Mechanisms of use-dependent plasticity in the human motor cortex

C M Bütefisch, B C Davis, S P Wise, L Sawaki, L Kopylev, J Classen, L G Cohen, C M Bütefisch, B C Davis, S P Wise, L Sawaki, L Kopylev, J Classen, L G Cohen

Abstract

Practicing movements results in improvement in performance and in plasticity of the motor cortex. To identify the underlying mechanisms, we studied use-dependent plasticity in human subjects premedicated with drugs that influence synaptic plasticity.

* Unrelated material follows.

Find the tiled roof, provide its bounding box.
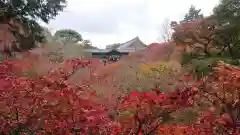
[117,37,140,49]
[85,49,143,53]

Use-dependent plasticity was reduced substantially by dextromethorphan (an N-methyl-d-aspartate receptor blocker) and by lorazepam [a gamma-aminobutyric acid (GABA) type A receptor-positive allosteric modulator]. These results identify N-methyl-d-aspartate receptor activation and GABAergic inhibition as mechanisms operating in use-dependent plasticity in intact human motor cortex and point to similarities in the mechanisms underlying this form of plasticity and long-term potentiation.

Figures

Figure 1
Figure 1
(a) Acceleration signals were recorded in the horizontal (extension and flexion) and vertical (abduction and adduction) axes of thumb movements. The direction of TMS-evoked or voluntary movement was derived from the first-peak acceleration in the two major axes of the movement. (b) Schematic diagram of the directional change of first-peak-acceleration vector of movements evoked by TMS after 30 min of training. At baseline, TMS evoked predominantly extension and abduction thumb movements. Therefore, training consisted of repetitive, stereotyped, brisk thumb movements in a flexion and adduction direction. Posttraining, the direction of TMS-evoked thumb movements changed from the baseline direction to the trained direction. (c) Circular frequency histogram from one representative subject. Baseline TMS-induced movement directions are predominantly a combination of extension and abduction. The open arrow indicates the mean training direction at the center of the training target zone (TTZ). The scale shows the number of TMS-evoked movements that fall in each 10° bin (see Methods). TMS-induced movement directions after training fell largely within the TTZ, close to a 180° change from the baseline direction. Circular frequency histograms in the following figures are constructed in the same way.
Figure 2
Figure 2
Drug effects on directional distribution of TMS-evoked movements in a single subject. Directions of TMS-evoked movements are shown in pairs of circular histograms, baseline (Upper) and posttraining (Lower). Frequencies are plotted on the same scale. Directions are grouped in bins of 10°. Mean training angle (arrow) and TTZ for all conditions are shown in a. In the control (a) and LG (b) condition, TMS-evoked movements at baseline were mainly in the extension/abduction (ext./abd.) direction (Inset). Posttraining, the majority of TMS-evoked movements occurred in TTZ, in the flexion/adduction (flex./add.) direction. LZ (c) and DM (d) blocked the training effect. TMS-evoked movements remained in the ext./abd. direction after training.
Figure 3
Figure 3
Drug effects on TMS-evoked movements in TTZ in five subjects. (a) Control condition. Proportion of TMS-evoked movements that occurred in TTZ at baseline and 0–10, 10–20, and 20–30 min after the training was completed (mean ± SE). Compared with baseline, the number of movements that occurred in TTZ increased significantly after training (0–10 min) and remained high for at least 30 min. (b) Posttraining (0–10 min) condition. Increase in the proportion of movements falling in the TTZ in the control and drug conditions (mean ± SE). LZ and DM blocked the increase in proportions seen in the control condition. *, P < 0.025.
Figure 4
Figure 4
Drug effects on MEP amplitudes in five subjects. (a) Amplitudes for MEPbaseline (□) and MEPtraining (●) at baseline (pre) and posttraining p1 (0–10 min), p2 (10–20 min), and p3 (20–30 min). For the LZ condition, only p1 and p2 are shown, because one subject did not complete p3. At baseline, MEPbaseline amplitude exceeded that of MEPtraining in all conditions. (b) MEPtraining/MEPbaseline amplitude ratios (mean ± SE) at baseline (pre) and posttraining (p1, p2, and p3). In the control and LG conditions, training resulted in MEPtraining/MEPbaseline amplitude ratios (♦) >1. By contrast, LZ and DM blocked these training-induced changes, resulting in MEPtraining/MEPbaseline amplitude ratios <1.